For the larger part of a decade Japan has led the world in one of the most intriguing and alarming statistics: fertility rate.

A population’s fertility rate is the measure of the average total number of births a woman has in her lifetime. For a population to remain perfectly stable (as in, remain at the same number of people it currently has) a country’s fertility rate must be 2.1.

From Chartr, depicting the number of births compared to number of deaths in Japan each year

As of today, Japan has hit a record low fertility rate of just 1.2 births per woman. Its an astonishingly low number, but just the current bottom for a country that has been grappling with this trend for years.

It coincides with what many are calling Japan’s “marriage ice age”. In 2023 Japan saw the number of marriages fall by 5.9% to just 489,281 couples. A whole 200,000 fewer than 10 years ago. Many point to the country’s work culture as a primary source of the problem, which pushes notoriously long hours on employees. Whatever the reason, there is a clear schism of sorts occurring between men and women.

Its pushed Japan’s government to try some crazy ideas to spur, um, “interaction” between the sexes in the country. On June 7, Japan unveiled a government created dating app, called “Tokyo Futari Story" to encourage a new baby boom, and ease the future complications this trend will have on the country.

From a macro perspective, there are a mountain of challenges a declining fertility rate can create. Economically, it paints a complicated future for the country, as the declining fertility rate is leading to a lopsided population demographic; one with a larger aging population of people who no longer work, and a smaller, working-age population left to fund the country through taxes. This downward pressure on the nation’s budget will certainly have consequences if the trend does not turnaround

But Japan is not the only country facing this problem. And while there are cultural factors which influence this trend, the western world is seeing similar statistics.

Here in the US, our fertility rate has dropped all the way down to 1.66. The future isn’t exactly looking brighter here either, as a host of other trends point to this problem only worsening, rather than improving:

  • Millennials and Gen Z are quite often leaving college straddled with debt, hampering their flexibility and choices during their 20’s.

  • The US Census Bureau shows the median age for marriage in 2022 was 28.6 years old for women and 30.5 years old for men. A far cry from the year 2000 when those numbers were 25.1 and 26.8, respectively.
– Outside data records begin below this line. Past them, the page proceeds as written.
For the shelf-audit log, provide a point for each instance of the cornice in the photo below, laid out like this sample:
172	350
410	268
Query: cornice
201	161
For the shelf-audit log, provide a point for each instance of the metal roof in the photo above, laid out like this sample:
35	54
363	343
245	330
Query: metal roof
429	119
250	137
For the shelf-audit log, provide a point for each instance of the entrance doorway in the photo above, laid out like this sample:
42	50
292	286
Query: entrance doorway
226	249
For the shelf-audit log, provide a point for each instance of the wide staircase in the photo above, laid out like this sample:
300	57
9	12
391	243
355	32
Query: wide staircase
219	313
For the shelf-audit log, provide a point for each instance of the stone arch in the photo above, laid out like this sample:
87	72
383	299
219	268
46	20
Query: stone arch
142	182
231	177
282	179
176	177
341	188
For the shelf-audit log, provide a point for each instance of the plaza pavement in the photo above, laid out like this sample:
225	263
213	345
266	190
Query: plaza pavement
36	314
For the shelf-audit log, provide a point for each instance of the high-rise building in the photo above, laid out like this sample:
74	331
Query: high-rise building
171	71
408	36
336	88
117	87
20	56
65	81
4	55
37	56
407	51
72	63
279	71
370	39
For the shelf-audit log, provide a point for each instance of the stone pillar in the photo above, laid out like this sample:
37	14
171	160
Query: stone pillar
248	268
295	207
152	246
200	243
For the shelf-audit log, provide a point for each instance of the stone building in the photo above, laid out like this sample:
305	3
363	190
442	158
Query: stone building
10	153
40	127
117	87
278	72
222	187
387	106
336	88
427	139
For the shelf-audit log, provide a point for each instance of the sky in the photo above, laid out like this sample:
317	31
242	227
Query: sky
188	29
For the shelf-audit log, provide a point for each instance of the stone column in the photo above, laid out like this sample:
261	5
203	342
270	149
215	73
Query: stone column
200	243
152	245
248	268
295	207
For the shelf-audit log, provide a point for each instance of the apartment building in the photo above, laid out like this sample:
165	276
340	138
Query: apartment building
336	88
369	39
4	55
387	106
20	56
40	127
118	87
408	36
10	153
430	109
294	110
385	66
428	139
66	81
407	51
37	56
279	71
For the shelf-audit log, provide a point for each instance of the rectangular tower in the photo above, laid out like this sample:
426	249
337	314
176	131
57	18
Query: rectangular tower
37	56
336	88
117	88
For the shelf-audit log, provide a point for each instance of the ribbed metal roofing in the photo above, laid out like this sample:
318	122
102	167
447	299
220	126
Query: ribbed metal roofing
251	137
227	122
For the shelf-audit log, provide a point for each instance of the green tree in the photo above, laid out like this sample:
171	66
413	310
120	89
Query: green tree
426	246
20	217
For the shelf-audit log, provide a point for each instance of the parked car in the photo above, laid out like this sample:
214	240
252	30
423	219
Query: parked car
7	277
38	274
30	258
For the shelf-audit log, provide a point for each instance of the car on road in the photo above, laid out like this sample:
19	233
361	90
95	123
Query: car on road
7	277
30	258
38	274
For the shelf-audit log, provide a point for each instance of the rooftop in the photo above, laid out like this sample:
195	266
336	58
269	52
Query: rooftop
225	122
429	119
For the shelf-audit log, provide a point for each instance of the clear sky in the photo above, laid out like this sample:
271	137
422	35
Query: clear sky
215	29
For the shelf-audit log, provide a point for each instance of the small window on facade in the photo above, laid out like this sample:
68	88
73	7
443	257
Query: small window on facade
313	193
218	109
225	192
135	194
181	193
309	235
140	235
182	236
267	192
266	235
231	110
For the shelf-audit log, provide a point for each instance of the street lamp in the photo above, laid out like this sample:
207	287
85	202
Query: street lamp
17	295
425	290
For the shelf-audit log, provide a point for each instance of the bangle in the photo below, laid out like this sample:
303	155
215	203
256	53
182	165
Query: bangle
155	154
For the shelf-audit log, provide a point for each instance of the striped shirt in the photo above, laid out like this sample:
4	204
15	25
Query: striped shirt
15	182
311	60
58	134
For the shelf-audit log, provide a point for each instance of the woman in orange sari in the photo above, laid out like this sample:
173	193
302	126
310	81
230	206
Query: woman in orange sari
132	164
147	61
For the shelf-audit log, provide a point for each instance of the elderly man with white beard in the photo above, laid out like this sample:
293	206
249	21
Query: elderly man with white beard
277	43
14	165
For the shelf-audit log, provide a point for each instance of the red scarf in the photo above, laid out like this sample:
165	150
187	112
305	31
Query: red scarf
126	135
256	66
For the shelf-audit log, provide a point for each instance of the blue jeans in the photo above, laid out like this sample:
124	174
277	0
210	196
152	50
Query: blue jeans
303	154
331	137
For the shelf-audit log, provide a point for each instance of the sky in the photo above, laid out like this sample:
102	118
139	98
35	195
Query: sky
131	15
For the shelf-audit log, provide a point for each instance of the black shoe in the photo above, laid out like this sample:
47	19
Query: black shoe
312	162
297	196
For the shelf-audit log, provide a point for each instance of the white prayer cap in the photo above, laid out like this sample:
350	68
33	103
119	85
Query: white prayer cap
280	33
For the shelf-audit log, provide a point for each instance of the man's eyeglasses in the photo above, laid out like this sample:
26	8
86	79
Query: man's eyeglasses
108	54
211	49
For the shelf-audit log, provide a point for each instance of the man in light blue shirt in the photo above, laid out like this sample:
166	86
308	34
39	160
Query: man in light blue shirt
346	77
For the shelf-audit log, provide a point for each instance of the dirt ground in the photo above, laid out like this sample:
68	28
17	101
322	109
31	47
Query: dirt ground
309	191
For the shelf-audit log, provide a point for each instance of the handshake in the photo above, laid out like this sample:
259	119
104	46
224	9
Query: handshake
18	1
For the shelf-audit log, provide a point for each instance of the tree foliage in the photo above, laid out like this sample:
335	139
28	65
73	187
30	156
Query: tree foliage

  • Housing is dramatically more expensive, leading to a record 45% of people aged 18 to 29 who reported they live at home with their parents; an environment that doesn’t exactly promote having offspring.

  • Male virginity is on the rise, with nearly 1 in 3 men below the age of 30 reporting zero sexual partners since the age of 18; indicating some level of social disconnect between the sexes.

  • The rise of social media has certainly changed how people interact with one another, leading to a more digitally driven social environment, rather than in-person interaction.

  • And then to top it off, we had a once in a generation global pandemic which dropped the equivalent of anti-social nuclear warhead on the entire US population (some of you entirely forgot how to act in public).

Suffice to say, we humans are experiencing a seismic shift in how we connect and interact in our day-to-day lives, and its having measurable impact on when, where, and how we choose to create families.